Materials and Methods

Calculation of the EEXI Value for Gillnet Fishing Vessels

According to the “2022 Guidelines on the Method of Calculation of the Attained Energy Efficiency Index (EEXI) for Existing Ships” and the “2022 Guidelines on the Method of Calculation of the Attained Energy Efficiency Design Index (EEDI) for New Ships,” the EEXI and EEDI for different types of large commercial vessels have been specified, with the EEXI serving as a supplement and extension of the EEDI. The EEXI calculation formula is as follows, with units in (g/t•nm):

\[\small \begin{gathered} E E X I=\frac{A+B+E-D}{f_i \cdot f_c f_i \cdot \text { Capacity } \cdot V_{r e f} \cdot f_w \cdot f_m} \\ A=\left(\prod_{j=1}^n f_j\right)\left(\sum_{i=1}^{n M E} P_{M E(i)} C_{F M E(i)} S F C_{M E(i)}\right) \\ B=P_{A E} \cdot C_{F A E} \cdot S F C_{A E} \\ E=\left(\prod_{j=1}^n f_j \cdot \sum_{i=1}^{n P T I} P_{P T I(i)}+\sum_{i=1}^{n e f f} f_{\text {eff }(i)} \cdot P_{A E e f f(i)}\right) \cdot G \\ D=\sum_{i=1}^{n e f f} f_{\text {eff }(i)} \cdot P_{\text {eff }(i)} \cdot C_{F M E} \cdot S F C_{M E} \\ G=C_{F A E} \cdot S F C_{A E} \end{gathered}\tag{1} \]

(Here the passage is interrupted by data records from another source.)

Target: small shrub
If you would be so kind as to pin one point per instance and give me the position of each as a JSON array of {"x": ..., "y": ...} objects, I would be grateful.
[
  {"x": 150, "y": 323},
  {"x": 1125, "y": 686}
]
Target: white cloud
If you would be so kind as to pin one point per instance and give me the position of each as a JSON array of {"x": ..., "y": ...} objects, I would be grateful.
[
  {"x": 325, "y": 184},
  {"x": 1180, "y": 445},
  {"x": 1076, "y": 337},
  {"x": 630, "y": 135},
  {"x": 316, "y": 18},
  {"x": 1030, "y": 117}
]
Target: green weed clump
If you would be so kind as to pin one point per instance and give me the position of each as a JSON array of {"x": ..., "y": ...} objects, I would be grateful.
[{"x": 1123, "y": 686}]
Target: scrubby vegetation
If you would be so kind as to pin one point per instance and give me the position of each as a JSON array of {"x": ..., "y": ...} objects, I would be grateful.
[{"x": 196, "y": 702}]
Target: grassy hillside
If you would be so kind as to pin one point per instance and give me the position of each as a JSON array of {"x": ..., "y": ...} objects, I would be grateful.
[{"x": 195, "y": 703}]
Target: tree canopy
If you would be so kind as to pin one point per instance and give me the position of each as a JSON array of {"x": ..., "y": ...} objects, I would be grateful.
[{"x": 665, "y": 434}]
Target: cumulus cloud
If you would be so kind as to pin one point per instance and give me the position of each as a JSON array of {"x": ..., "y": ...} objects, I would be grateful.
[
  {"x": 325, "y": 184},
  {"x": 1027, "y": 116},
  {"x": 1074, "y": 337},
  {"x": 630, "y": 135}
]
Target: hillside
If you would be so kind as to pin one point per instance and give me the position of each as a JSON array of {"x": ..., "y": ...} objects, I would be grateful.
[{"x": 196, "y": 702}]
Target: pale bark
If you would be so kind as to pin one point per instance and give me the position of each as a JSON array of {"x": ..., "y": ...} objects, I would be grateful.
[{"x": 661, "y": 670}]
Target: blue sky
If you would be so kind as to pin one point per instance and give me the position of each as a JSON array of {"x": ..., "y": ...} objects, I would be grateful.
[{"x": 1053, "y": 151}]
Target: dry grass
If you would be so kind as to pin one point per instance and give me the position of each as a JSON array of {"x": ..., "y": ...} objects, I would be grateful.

In the formula, fi,fc,fl,fw,fm,feff are coefficients used for correcting for technical/regulatory limitations on transport capacity, capacity correction coefficient, the coefficient for general cargo ships with cranes and other cargo-handling equipment, sea margin coefficient, IA Super and IA ice-class ship coefficient, and the coefficient for each innovative energy efficiency technology, respectively. Generally, fi,fc,fl,fw,fm,feff are all set to 1. Capacity is the measure of the ship’s transport capacity, which is either deadweight tonnage (DWT) or gross tonnage (GT), depending on the ship type. For example, ro-ro ships and container ships use DWT as the measure of transport capacity, while cruise ships with non-conventional propulsion use GT.\(V_{ref}\) is the ship’s speed (in knots) in calm water conditions and at its corresponding carrying capacity in deep water.。\(C_{F}\) is the carbon conversion factor. SFC is the fuel consumption rate (in g/kWh), \(P_{ME}\) is the main engine power (in kW). If there are shaft motors, PPTI(i) represents 75% of each shaft motor’s rated power consumption divided by the generator’s weighted average efficiency, which is one of the innovative technologies. n is the number of main engines. The subscripts ME and AE represent the main and auxiliary engines, respectively. Together, these coefficients determine the total energy efficiency and carbon emissions of the vessel and are key factors in achieving environmental protection and energy efficiency management for ships.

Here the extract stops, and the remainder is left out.